Under a new bill, former members of Congress and presidential administrations would have to wait longer before they can turn around and lobby their former colleagues.

Current laws require members of Congress and executive branch appointees to wait at least two years before they can engage in certain lobbying practices. On Friday, Rep. Mike Gallagher (R-Wis.) reintroduced a bill (pdf), which he titled the “Serve The People, Not The Swamp Act,” that would expand this lobbying timeout period from two to five years for former members of Congress and former executive branch appointees.

Mr. Gallagher’s bill would also prevent lawmakers from recessing until they reach a concurrent resolution on a balanced budget for a given fiscal year. The bill would also eliminate a taxpayer-funded pension program for members of Congress.

The Wisconsin Republican has been seeking the five-year lobbying moratorium for several years now. Mr. Gallagher first introduced the “Serve The People, Not The Swamp Act” in 2019 and again in 2021. Neither of the two prior attempts to pass this legislation came to a vote.

Even before his 2019 effort to pass the lobbying moratorium, Mr. Gallagher had looked across the political aisle for support. In a 2017 USA Today column, he and progressive Rep. Ro Khanna (D-Calif.) proposed the five-year lobbying moratorium.
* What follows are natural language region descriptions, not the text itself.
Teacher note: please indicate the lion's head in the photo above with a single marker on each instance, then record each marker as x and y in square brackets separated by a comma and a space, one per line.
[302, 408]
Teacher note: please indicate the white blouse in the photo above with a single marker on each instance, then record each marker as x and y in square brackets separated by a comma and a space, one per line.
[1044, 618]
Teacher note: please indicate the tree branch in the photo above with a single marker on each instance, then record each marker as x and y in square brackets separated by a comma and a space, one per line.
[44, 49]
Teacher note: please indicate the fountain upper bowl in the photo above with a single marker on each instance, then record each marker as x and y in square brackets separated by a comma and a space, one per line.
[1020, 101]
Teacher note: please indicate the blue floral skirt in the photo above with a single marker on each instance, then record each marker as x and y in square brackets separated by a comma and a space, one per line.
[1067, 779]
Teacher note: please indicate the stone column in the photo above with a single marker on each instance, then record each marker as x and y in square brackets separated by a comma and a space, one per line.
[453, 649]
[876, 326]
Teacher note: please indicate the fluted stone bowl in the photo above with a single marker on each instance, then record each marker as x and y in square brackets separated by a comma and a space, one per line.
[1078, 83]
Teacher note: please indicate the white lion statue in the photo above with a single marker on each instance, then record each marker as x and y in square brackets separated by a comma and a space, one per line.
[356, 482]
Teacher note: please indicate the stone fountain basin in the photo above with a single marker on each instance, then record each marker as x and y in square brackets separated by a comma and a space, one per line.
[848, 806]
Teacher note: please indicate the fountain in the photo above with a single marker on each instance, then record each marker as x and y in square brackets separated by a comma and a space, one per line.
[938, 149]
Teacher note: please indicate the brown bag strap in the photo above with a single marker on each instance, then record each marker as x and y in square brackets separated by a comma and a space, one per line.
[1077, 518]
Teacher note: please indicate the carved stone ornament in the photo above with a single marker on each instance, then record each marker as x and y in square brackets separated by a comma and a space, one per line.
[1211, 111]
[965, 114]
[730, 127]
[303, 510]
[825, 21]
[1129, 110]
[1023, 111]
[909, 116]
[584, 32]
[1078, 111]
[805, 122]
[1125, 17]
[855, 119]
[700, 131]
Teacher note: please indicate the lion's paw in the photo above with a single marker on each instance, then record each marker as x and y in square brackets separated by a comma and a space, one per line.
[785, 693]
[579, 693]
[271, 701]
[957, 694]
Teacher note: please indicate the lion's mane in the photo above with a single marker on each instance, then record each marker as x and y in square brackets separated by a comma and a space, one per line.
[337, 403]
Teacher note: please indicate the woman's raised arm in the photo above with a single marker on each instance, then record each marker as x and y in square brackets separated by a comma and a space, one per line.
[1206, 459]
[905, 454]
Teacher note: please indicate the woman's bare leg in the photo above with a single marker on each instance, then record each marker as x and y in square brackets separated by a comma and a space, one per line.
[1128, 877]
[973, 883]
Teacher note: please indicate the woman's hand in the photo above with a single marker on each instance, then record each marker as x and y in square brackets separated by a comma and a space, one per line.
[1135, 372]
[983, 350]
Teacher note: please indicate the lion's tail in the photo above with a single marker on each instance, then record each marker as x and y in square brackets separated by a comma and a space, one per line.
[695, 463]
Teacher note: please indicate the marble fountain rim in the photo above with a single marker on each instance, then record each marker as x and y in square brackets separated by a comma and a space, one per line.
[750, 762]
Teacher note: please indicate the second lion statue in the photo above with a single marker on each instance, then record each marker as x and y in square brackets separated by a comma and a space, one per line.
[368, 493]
In their column, the two lawmakers also described the pattern of their former colleagues and executive branch appointees becoming lobbyists as a “revolving door” that leads policymakers to favor special interest groups.

Former lawmakers and executive branch employees can be highly effective lobbyists because they already have rapport and contact information for many of the people they’re trying to influence, including their former coworkers.

OpenSecrets has documented more than 400 instances of former senators and House members either registering as lobbyists or performing similar functions as advisors.

“Washington is broken. Unless we change the way this town works, the jerseys may change, but the results for the American people will be the same,” Mr. Gallagher said in a statement he shared with the Daily Caller.

Mr. Gallagher credited Republicans, who took control of the House earlier this year, with other measures to increase accountability, such as ending the COVID-19-era practice of allowing lawmakers to vote remotely.

“House Republicans have pushed back against the swamp by ending proxy voting and restoring accountability in Washington, and it’s time to build on this effort by changing the incentive structure for people serving at the highest levels of government,” he told the Daily Caller. “By ending taxpayer-funded pensions for members of Congress and imposing strict lobbying requirements on members of Congress and high-ranking government officials, these bills bring us one step closer to ensuring people in Washington are here to serve the American people, not the swamp.”

NTD News reached out to Mr. Gallagher’s office for further comment but did not receive a response by the time this article was published.

Last week, Sens. Kirstin Gillibrand (D-N.Y.) and Josh Hawley (R-Mo.) announced a bill that would prohibit lawmakers, high-ranking executive branch employees and their spouses and dependents from buying and selling stocks. Lawmakers and executive branch officials have a unique advantage in the stock market because they can set laws and policies and are privy to other non-public information that can impact the economy. Both Senators described their bill as a way to prevent government officials from profiting off of such special knowledge.

“It is critical that the American people know that their elected leaders are putting the public first—not looking for ways to line their own pockets,” said Ms. Gillibrand.

“Politicians and civil servants shouldn’t spend their time day-trading and trying to make a profit at the expense of the American public, but that’s exactly what so many are doing,” Mr. Hawley added.